The long answer is that MOST recent Alfas one sees in this country
since Alfa left in 1995, and older Alfas one sees here occasionally
which were never imported even when Alfa did sell to these shores come
from people who have emigrated to this country and who owned said Alfas
as their private property when they came here. These cars are exempt
from complying with anything save individual state smog laws. Some
belong to diplomats, of course, and they too are exempt from US safety
regulations AND local smog laws.
Other than that, there are two ways to for an American citizen to bring
the cars in:
1) Import it yourself, pay the importation bond to US Customs at the
car's port of entry (100% of the car's worth -as THEY calculate it, not
what you paid for it), and sign the paper agreeing to bring the car up
to full US specs in 180 days from the signing. Failure to do so will
have Customs officials on your doorstep in 181 days to confiscate said
car to have it crushed. Oh, yes, need I mention that you forfeit your
bond under this circumstance? I thought not.
At any rate you CAN'T make it comply, so don't even bother to try. Why?
Because Alfa Romeo has never made US approved glass, running lights, or
impact absorbing bumpers for these cars and having these things
fabricated is simply out of the question.
2) Go to a professional gray-market importer. They MIGHT be able to
find a way to bring the car in. But be prepared for disappointment
-modern cars are notoriously difficult to bring into compliance due to
their complexity. If they do find a way to get around this stuff (they
know loopholes in the laws that you and I don't), be prepared to pay a
50-100% premium over the FOB selling price of the car for the privilege.
There is one other way..... If AutoDelta USA EVER gets their act
together and starts selling some Alfa models under their name, you will
be able to buy a current model V-6 Spider, a V-6 GTV-6 Coupe, or a 166
sedan but without the name Alfa Romeo on it anywhere. Be prepared to
pay about US$45,000 for the Spider, US$50,000 for the Coupe, and
US$60,000 for the 166 sedan. This is about 30-40% MORE than these cars
cost as Alfa Romeo's in the EU. Then you have the enthralling project
of buying badges and logos and door sills etc. from European sources to
turn your US legal beauty BACK into an Alfa Romeo.
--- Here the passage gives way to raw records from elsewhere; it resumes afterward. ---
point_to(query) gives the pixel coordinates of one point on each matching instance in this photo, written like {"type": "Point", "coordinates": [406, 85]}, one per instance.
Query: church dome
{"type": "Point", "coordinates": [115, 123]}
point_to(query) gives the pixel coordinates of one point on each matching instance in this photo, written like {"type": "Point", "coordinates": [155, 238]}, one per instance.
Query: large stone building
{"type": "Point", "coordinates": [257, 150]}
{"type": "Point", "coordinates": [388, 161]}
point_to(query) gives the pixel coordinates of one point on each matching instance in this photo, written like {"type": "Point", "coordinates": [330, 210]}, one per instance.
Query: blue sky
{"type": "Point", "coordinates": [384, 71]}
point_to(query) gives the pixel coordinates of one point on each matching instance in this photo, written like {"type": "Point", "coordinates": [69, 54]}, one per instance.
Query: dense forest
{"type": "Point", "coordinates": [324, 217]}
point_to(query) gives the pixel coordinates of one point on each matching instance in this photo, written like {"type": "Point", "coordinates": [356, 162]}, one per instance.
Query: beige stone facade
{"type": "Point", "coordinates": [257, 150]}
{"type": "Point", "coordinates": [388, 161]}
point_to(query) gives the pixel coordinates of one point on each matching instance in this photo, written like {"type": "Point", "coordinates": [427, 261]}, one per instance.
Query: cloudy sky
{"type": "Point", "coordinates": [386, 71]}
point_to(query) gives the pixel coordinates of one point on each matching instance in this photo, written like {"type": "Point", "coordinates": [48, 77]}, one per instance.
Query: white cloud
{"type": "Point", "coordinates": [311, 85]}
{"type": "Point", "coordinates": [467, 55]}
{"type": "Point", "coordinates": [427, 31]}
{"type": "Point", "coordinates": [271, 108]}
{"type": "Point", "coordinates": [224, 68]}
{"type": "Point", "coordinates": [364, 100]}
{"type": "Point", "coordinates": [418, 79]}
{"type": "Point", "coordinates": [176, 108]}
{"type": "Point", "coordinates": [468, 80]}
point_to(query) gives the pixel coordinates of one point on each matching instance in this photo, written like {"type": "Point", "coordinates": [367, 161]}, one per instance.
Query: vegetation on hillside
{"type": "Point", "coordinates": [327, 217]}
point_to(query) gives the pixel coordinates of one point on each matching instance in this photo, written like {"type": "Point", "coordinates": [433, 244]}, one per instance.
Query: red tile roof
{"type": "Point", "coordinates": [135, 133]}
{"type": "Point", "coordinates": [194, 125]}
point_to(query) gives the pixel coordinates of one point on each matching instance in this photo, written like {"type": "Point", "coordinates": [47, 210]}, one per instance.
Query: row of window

I hope this answers your questions.
George Graves
'86 GTV-6
On Saturday, Jan 4, 2003, at 17:44 US/Pacific, alfa-digest wrote:
Date: Sat, 04 Jan 2003 13:15:30 -0500
From: "Ryan Kundrat" <ryankundrat@domain.elided>
Subject: importing
So I'm sure this has been beaten to death, but can anyone point me in
the
direction of some information regarding importing non-us spec cars (ie
a
156 sport wagon...) I saw that white 155 in New Jersey listed on eBay
a
few weeks back. How did that get here? How is it legal? Thank you.